Es ist wieder mal so ein Tag.
Am Frühstückstisch blättere ich im neuen Elektronik-Prospekt des Grossverteilers; die Armbänder, die Schritte zählen, Puls und zurückgelegte Distanzen messen, die Activity-Tracker also, gibt’s jetzt vielfarbig und zum Aktionspreis.
Wir seien eine Trainings-Gesellschaft, hat Peter Sloterdijk vor ein paar Jahren schon geschrieben, angetrieben von einer Gedichthalbzeile Rilkes: „Du musst dein Leben ändern!“ Ein Weg zur Weltverbesserung, und um diese würde es letztlich gehen (müssen), führe über die Selbstverbesserung.

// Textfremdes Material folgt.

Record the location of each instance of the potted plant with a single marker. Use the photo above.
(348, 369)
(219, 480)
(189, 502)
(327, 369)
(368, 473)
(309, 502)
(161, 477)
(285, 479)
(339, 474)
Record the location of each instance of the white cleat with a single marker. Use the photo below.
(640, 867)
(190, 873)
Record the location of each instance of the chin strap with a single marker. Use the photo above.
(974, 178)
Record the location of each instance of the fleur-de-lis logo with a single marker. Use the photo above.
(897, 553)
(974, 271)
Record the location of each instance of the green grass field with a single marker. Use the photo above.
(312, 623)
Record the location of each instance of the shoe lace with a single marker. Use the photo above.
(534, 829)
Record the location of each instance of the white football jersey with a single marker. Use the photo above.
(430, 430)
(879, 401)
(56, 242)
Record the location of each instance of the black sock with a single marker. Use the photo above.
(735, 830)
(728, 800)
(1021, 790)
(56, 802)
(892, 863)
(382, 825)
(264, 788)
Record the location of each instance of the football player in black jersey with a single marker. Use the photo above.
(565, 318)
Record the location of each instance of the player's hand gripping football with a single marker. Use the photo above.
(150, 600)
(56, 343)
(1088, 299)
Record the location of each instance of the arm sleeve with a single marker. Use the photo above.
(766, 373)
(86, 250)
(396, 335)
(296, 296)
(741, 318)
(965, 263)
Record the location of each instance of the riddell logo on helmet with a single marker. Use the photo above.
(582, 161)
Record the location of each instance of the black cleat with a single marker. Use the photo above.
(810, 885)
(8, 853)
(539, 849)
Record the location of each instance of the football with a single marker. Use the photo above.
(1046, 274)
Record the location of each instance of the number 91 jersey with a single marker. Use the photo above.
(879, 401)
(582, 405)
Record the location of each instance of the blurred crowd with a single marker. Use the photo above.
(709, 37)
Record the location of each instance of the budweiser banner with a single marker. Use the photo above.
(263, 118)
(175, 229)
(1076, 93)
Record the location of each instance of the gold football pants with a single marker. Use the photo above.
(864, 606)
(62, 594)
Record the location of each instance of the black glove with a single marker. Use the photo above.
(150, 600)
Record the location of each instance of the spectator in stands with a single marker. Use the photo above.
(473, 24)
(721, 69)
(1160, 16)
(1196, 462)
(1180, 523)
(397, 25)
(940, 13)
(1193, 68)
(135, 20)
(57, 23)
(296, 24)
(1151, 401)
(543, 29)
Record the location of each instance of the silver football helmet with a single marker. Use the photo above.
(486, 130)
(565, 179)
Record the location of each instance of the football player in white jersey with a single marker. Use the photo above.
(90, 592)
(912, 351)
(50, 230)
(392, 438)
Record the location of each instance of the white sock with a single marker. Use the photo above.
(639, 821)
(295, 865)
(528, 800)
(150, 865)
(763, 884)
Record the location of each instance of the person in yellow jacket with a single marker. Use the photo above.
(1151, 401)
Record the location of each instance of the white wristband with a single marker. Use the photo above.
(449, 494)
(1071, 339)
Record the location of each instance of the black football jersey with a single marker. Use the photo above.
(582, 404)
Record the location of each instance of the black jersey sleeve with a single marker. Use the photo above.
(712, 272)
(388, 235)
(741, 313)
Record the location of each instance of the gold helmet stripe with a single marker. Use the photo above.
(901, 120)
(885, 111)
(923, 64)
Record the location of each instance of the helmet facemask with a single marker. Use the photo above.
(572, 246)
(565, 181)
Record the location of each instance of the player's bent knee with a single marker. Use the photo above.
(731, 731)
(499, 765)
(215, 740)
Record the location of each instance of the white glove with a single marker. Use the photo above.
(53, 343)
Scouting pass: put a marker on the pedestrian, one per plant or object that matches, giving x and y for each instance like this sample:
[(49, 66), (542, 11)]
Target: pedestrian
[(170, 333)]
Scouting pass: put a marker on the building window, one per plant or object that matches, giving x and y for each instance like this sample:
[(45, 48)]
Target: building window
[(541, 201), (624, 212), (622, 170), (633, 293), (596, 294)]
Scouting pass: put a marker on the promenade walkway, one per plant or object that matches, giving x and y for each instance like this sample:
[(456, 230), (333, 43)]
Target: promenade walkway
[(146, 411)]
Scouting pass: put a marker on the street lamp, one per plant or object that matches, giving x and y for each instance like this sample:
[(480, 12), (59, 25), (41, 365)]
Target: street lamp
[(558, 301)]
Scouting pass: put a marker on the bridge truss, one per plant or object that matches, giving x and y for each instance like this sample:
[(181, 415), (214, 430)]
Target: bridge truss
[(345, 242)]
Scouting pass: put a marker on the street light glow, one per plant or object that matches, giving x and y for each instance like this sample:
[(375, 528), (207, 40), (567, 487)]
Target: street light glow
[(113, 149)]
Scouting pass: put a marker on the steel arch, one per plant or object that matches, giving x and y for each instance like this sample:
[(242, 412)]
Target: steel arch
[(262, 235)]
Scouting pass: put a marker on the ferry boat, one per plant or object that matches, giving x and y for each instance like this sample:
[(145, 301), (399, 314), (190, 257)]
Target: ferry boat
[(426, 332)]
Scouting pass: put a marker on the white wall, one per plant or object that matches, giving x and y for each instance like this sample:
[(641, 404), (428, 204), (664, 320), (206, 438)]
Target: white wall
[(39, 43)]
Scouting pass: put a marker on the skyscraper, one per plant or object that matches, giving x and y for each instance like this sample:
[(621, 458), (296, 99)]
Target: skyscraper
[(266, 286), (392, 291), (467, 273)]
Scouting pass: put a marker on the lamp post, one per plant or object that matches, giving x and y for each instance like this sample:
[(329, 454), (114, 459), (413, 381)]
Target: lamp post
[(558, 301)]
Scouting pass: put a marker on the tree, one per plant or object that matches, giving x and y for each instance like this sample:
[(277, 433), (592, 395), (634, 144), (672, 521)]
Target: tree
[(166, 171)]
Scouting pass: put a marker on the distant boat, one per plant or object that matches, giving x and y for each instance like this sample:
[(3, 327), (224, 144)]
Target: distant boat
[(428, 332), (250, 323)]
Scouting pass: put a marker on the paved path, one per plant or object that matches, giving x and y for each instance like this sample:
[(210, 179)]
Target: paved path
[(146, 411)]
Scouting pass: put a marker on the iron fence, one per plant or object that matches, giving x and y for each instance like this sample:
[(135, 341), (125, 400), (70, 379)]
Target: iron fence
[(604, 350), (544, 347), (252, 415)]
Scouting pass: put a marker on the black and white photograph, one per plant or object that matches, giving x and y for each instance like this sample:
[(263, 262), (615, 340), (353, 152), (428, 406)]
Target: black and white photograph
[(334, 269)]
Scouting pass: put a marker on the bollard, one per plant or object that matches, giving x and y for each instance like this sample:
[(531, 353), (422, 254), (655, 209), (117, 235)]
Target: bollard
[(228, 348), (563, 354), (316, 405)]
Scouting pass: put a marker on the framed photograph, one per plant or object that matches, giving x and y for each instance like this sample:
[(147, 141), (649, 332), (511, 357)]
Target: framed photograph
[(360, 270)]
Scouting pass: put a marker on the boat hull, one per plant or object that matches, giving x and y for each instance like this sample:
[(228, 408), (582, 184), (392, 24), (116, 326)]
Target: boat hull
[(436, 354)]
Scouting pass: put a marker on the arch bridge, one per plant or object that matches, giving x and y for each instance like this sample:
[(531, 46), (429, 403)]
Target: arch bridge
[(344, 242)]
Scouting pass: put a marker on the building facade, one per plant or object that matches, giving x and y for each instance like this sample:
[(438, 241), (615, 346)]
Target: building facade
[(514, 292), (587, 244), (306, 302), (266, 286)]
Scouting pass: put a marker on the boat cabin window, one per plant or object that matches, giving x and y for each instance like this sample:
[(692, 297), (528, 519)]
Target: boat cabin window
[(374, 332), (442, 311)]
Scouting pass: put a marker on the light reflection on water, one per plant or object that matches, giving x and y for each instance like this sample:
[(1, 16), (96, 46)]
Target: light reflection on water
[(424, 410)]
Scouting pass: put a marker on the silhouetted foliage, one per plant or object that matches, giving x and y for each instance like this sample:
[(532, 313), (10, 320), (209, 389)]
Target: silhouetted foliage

Von all den Tools zur Selbstvermessung, die inzwischen kreiert und auf den Markt gebracht wurden, steht bei Sloterdijk noch nichts; der inzwischen üblich gewordene Begriff des „Quantified Self“ kommt in seinem 2009 erschienenen Buch nicht vor. Begreiflicherweise, denn dieses sich selbst optimierende Selbst konzentriert sich vermutlich nur auf die Verbesserung seiner Physis und denkt kaum daran, sich (auch) moralisch zu verbessern. Andersrum: Es fällt wahrscheinlich leichter, die körperliche Leistungsfähigkeit zu verbessern als die moralische Performanz, ergo trainiert man den Körper und hofft, der Geist mache diese Reise zum Besseren auch mit. Denn immerhin sagten schon die Alten: „Mens sana in corpore sano“.
Aber weil es wieder mal so ein Tag ist, lese ich weiter auf meinem iPad und finde eine Meldung über einen Elektroenzephalografen, „der beim Meditieren helfen soll.“ Es ist ein Gerät, das aussieht wie eine Mischung aus Kopfhörer und Stirnband. Mit ihm lassen sich die eigenen Gehirnströme aufzeichnen. Kostenpunkt: 300 Dollar.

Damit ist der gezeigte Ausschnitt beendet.